A Berne, en mars 2017, le Ministère public de la Confédération (MPC) a ouvert une procédure contre Nasser Al-Khelaïfi et Jérôme Valcke pour corruption privée. Les nouvelles découvertes du réseau European Investigative Collaborations (EIC), dont la RTS et Tamedia sont membres en Suisse, placent le président du Paris Saint-Germain (PSG) au centre de ce dispositif aux côtés de Jérôme Valcke alors secrétaire général de la FIFA. Des documents confidentiels, que nous avons pu consulter, orientent l’affaire vers les moyens employés par le Qatar. Ils suggèrent que l’émirat n’a pas seulement acheté la Coupe du Monde, mais aurait aussi payé pour la conserver. Pour ses avocats, Nasser Al-Khelaïfi "fait l’objet d’un regain de dénigrements médiatiques dans un contexte de tensions politiques et commerciales extrêmes, dirigés contre le Qatar et sa personne".

L’histoire commence en 2013. La Coupe 2022 au Qatar est doublement menacée. A Zurich, dans les bureaux de la Home of FIFA, une enquête interne sur les allégations de corruption entourant le prix de la Coupe du Monde est en cours (elle a démarré en 2012). La découverte de preuves solides pourrait provoquer un nouveau vote pour attribuer le tournoi. Et la FIFA n’a toujours pas décidé si le Mondial qatari sera organisé en hiver. Or,  il est évident qu'aucun match en été par 50 degrés ne peut être acceptable pour les joueurs et des supporters. Mais la FIFA redoute de perdre de l’argent si l’événement est en concurrence avec les sports d'hiver et le Super Bowl.

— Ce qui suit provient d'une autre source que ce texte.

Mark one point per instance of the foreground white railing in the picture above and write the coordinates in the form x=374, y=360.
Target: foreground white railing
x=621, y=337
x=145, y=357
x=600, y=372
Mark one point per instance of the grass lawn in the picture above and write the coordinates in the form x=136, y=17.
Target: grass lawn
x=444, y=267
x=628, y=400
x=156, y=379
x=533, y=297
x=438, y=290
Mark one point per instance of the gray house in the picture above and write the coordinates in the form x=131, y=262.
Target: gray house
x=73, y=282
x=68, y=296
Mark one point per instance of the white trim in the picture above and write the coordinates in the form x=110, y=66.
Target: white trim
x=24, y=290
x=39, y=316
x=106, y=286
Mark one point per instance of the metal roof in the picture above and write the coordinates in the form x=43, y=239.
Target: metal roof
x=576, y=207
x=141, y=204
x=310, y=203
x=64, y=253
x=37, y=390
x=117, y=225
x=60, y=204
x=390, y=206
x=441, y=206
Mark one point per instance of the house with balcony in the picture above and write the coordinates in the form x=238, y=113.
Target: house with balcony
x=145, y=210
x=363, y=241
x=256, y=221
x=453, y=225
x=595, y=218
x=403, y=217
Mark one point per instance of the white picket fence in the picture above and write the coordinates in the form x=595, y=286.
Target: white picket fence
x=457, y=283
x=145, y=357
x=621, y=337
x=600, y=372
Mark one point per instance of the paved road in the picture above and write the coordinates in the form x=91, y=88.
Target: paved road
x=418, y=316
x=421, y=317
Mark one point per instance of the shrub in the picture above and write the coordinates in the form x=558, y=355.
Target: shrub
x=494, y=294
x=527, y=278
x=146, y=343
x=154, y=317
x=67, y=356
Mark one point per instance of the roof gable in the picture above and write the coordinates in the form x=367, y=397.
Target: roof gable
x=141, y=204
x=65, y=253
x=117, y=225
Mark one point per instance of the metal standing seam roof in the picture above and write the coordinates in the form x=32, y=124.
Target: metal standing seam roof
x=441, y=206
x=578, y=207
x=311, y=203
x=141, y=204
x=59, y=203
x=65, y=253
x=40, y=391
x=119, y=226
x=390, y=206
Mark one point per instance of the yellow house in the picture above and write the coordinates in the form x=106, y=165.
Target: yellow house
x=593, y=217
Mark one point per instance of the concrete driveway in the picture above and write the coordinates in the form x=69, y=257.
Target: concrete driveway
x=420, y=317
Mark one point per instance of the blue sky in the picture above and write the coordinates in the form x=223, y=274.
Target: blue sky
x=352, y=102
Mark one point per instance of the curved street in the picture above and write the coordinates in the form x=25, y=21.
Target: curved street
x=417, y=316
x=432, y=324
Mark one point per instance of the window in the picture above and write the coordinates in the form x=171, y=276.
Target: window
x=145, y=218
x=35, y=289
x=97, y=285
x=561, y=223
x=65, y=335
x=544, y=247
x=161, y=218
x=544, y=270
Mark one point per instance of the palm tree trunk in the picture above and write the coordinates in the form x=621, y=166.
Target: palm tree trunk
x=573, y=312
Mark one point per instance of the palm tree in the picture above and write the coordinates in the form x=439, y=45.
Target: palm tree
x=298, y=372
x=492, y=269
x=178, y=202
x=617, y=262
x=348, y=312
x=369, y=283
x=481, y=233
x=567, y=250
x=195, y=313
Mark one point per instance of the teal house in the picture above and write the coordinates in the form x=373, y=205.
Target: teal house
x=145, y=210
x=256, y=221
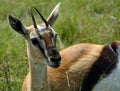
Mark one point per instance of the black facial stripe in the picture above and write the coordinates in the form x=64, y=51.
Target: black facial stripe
x=104, y=65
x=35, y=41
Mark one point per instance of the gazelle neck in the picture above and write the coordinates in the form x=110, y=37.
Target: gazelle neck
x=38, y=71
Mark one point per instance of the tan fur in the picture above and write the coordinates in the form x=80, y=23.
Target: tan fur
x=76, y=62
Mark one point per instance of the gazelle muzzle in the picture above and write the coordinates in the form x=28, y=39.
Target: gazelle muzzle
x=54, y=58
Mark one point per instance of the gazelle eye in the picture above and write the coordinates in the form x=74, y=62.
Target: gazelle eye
x=35, y=41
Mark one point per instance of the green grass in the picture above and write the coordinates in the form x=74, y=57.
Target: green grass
x=80, y=21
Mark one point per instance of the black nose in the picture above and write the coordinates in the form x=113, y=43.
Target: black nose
x=56, y=59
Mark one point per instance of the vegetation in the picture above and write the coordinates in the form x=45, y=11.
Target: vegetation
x=80, y=21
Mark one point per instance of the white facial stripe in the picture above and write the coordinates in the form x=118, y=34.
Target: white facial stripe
x=41, y=27
x=33, y=35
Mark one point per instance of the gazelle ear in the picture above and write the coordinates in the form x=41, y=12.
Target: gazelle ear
x=17, y=25
x=54, y=14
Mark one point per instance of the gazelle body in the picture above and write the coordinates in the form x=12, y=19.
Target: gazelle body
x=82, y=64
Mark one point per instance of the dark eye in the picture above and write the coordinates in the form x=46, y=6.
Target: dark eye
x=35, y=41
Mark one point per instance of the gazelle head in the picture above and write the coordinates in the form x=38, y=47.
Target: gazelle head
x=40, y=39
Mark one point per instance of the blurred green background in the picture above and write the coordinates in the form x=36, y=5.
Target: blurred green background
x=80, y=21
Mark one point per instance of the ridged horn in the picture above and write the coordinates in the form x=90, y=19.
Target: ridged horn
x=33, y=19
x=44, y=20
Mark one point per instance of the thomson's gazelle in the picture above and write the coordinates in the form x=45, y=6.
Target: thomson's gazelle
x=83, y=65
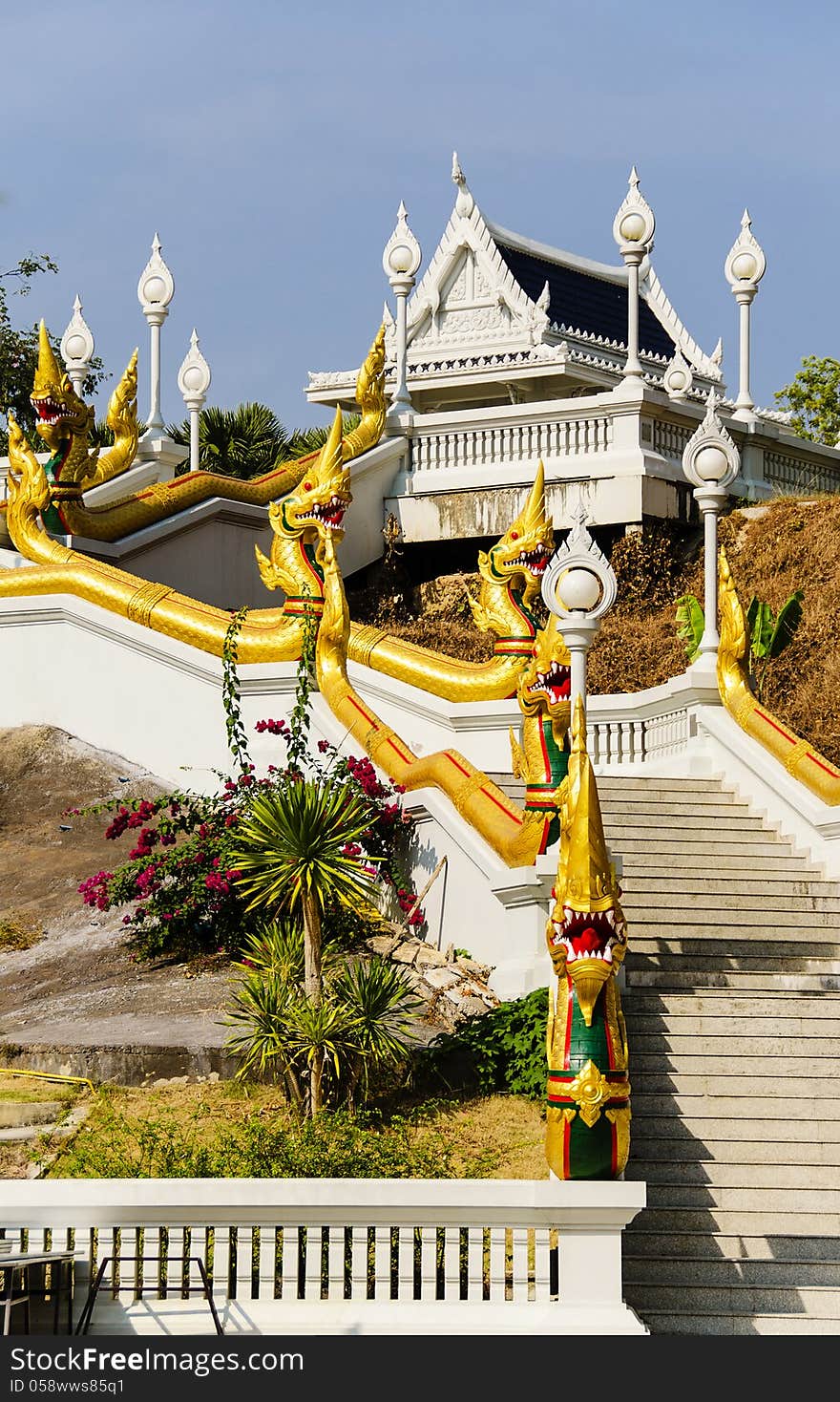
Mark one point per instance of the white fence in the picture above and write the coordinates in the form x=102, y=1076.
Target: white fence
x=568, y=435
x=337, y=1255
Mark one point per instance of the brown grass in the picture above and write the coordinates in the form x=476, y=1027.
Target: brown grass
x=18, y=931
x=794, y=544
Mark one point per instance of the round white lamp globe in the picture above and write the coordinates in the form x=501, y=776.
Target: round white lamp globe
x=579, y=589
x=633, y=227
x=711, y=464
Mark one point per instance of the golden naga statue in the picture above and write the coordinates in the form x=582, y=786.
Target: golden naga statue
x=511, y=574
x=301, y=524
x=514, y=835
x=795, y=754
x=588, y=1112
x=65, y=422
x=540, y=757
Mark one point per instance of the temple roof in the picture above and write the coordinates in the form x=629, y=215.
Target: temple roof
x=494, y=306
x=583, y=300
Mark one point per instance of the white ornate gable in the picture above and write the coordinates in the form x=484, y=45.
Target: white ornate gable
x=467, y=296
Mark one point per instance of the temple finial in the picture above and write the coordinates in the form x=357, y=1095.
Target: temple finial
x=465, y=202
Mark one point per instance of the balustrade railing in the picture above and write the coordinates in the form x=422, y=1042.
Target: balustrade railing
x=271, y=1248
x=639, y=740
x=435, y=449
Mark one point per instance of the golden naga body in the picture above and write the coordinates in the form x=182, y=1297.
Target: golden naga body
x=164, y=499
x=795, y=754
x=511, y=574
x=588, y=1112
x=512, y=833
x=266, y=634
x=540, y=755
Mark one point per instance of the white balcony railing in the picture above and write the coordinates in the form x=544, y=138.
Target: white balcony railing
x=576, y=435
x=338, y=1255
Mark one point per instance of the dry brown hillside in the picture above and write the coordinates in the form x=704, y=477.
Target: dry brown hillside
x=791, y=544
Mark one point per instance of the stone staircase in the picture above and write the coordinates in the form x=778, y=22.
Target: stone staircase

Le Qatar couvrira les pertes

Au sein de la FIFA, la Commission des finances s’est réunie le 3 octobre 2013. Le procès-verbal de cette discussion se trouve dans les Football Leaks, documents partagés par le Spiegel avec le réseau EIC. Le Camerounais Issa Hayatou, président de la Fédération africaine de football, veut savoir si le Qatar est prêt à compenser d'éventuelles pertes de revenus de la FIFA en la reportant à l'hiver. Jérôme Valcke, secrétaire général, lui répond qu’il a récemment évoquer le problème avec des "représentants du Qatar", qui lui ont indiqué que la FIFA pourrait recevoir des fonds supplémentaires d’entreprises qataries pour compenser d'éventuelles pertes. Le Français rassure ses collègues, précisant que les Qataris lui ont promis de "coopérer positivement".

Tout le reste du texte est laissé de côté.